If you want to know more and understand why that's the case, search for
the phrase "covered index" and the words "index visibility". Suffice it
to say that there are pretty good reasons why it works how it does, and
there would be very large downsides to changing how it works as well as
large technical problems to solve to even make it possible. It's to do
with the trade-off between update/insert/delete speeds and query speeds,
the cost of "fatter" indexes taking longer to read from disk, and lots more.
By the way, if you want to test out different query plans for a query to
see which way is faster, you can use the "enable_" parameters like
"enable_seqscan", "enable_hashjoin" etc to control how PostgreSQL
performs queries. There's *LOTS* to be learned about this in the mailing
list archives. You should also read the following page:
http://www.postgresql.org/docs/current/static/runtime-config-query.html
but understand that the planner method configuration parameters are
intended mostly for testing and performance analysis, not for production
use.
If you find a query that's lots faster with a particular enable_
parameter set to "off", try increasing your statistics targets on the
tables / columns of interest, re-ANALYZEing, and re-testing.

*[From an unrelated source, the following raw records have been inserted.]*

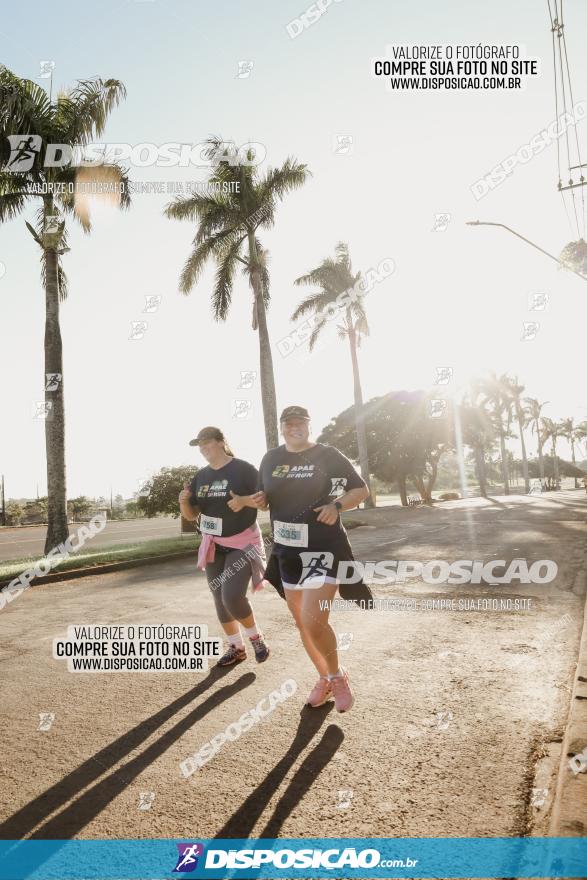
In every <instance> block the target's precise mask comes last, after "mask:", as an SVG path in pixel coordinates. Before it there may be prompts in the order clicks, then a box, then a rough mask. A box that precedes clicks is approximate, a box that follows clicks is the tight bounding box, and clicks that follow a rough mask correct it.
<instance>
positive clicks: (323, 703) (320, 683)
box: [306, 675, 332, 709]
mask: <svg viewBox="0 0 587 880" xmlns="http://www.w3.org/2000/svg"><path fill="white" fill-rule="evenodd" d="M331 699H332V688H331V687H330V682H329V681H328V679H327V678H326V676H323V675H321V676H320V678H319V679H318V681H317V682H316V684H315V685H314V687H313V688H312V690H311V691H310V693H309V695H308V699H307V700H306V703H307V704H308V706H312V708H313V709H317V708H318V706H322V705H323V704H324V703H325V702H326V701H327V700H331Z"/></svg>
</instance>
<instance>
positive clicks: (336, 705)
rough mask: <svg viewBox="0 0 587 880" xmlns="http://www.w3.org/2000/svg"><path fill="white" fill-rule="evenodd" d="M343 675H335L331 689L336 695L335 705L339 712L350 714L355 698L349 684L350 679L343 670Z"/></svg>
mask: <svg viewBox="0 0 587 880" xmlns="http://www.w3.org/2000/svg"><path fill="white" fill-rule="evenodd" d="M341 671H342V675H335V676H333V677H332V678H331V679H330V687H331V688H332V692H333V694H334V705H335V706H336V711H337V712H348V711H349V709H352V707H353V703H354V702H355V698H354V697H353V692H352V691H351V686H350V684H349V677H348V675H347V672H346V670H345V669H342V668H341Z"/></svg>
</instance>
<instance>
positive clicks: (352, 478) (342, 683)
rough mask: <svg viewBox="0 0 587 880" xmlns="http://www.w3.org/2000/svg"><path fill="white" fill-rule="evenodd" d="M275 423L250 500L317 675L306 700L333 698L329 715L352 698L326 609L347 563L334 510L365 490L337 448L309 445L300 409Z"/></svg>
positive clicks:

See these
pages re statistics:
http://www.postgresql.org/docs/current/static/using-explain.html
http://www.postgresql.org/docs/current/static/planner-stats.html
http://www.postgresql.org/docs/current/static/planner-stats-details.html
If after increasing your stats targets the planner still picks a vastly
slower plan, consider posting to the mailing list with the full output
of "EXPLAIN ANALYZE SELECT myquery....", the full exact text of your
query, and your table schema as shown by "\d tablename" in psql. Someone
may be able to help you or at least explain why it's happening.